Blockierter Zugang zu Intralignes: Die tatsächlichen Ursachen und Abhilfen
Wenn der Zugang nicht funktioniert, liegt die Ursache selten im technischen Sinne. In den meisten Fällen handelt es sich um eines der folgenden Szenarien:
- Das AD-Passwort ist abgelaufen (die Erneuerungsrichtlinie erfordert regelmäßige Änderungen) und der Mitarbeiter wurde nicht rechtzeitig benachrichtigt
- PingID wurde nicht registriert oder die Anwendung wurde vom Smartphone deinstalliert
- Das Konto wurde von der Verwaltung gesperrt, was eine Intervention des Vorgesetzten zur Überprüfung und Reaktivierung erfordert
- Die eingegebene Kennung entspricht nicht dem erwarteten Format für den Status des Mitarbeiters
Die offizielle Hilfeseite, die auf easyrh.airfrance.fr gehostet wird, listet diese Situationen auf und verweist an den ICT Servicedesk. Nur der Vorgesetzte kann die Reaktivierung eines gesperrten Kontos beantragen, was die Wartezeiten für fliegendes Personal in Rotation verlängert.
Ein weiterer häufiger Fall: Die Sitzung zeigt den Namen eines anderen Benutzers an (an einem gemeinsam genutzten Arbeitsplatz am Flughafen oder im Crew-Raum).

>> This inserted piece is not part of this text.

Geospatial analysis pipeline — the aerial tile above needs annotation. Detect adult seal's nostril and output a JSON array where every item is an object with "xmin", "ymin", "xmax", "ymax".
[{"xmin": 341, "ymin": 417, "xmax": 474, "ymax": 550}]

Die Lösung besteht darin, auf “anderer Benutzer” auf der Seite der föderierten Authentifizierung fedidp.airfranceklm.com zu klicken und manuell die eigene Kennung einzugeben.
GP-Tickets und Transportvorteile: Was Intralignes verwalten kann
Über die HR-Funktionen hinaus bietet Intralignes Zugang zur Verwaltung von GP-Tickets (Freiflüge), einem der am häufigsten genutzten Vorteile für Mitarbeiter von Air France. Diese Tickets ermöglichen es, zu ermäßigten oder kostenlosen Tarifen im Netzwerk der Fluggesellschaft und ihrer Partner zu reisen, vorbehaltlich der Verfügbarkeit.
Die Abfrage der Tarife, die Buchung für Berechtigte und die Verfolgung der Anfragen erfolgen über das Portal. Die GP-Tickets unterliegen Prioritäts- und Verfügbarkeitsregeln, die je nach Status des Mitarbeiters (aktiv, im Ruhestand) und der Beziehung zum Berechtigten variieren.
Das Portal zentralisiert auch Informationen zu Versicherungen, zur ergänzenden Sozialversicherung und zu internen Mitteilungen der Geschäftsführung. Jedes Berufsprofil (PNC, Pilot, Bodenpersonal) hat Zugang zu einer gefilterten Schnittstelle, die auf seine Bedürfnisse zugeschnitten ist, was die Informationsüberlastung begrenzt.
Die Kombination aus einheitlichem Passwort und PingID-Authentifizierung erleichtert den Zugang, sobald die anfängliche Konfiguration abgeschlossen ist. Der eigentliche Reibungspunkt bleibt diese erste Konfiguration, die das Unternehmen klarer dokumentieren sollte, bereits im Einstellungsprozess.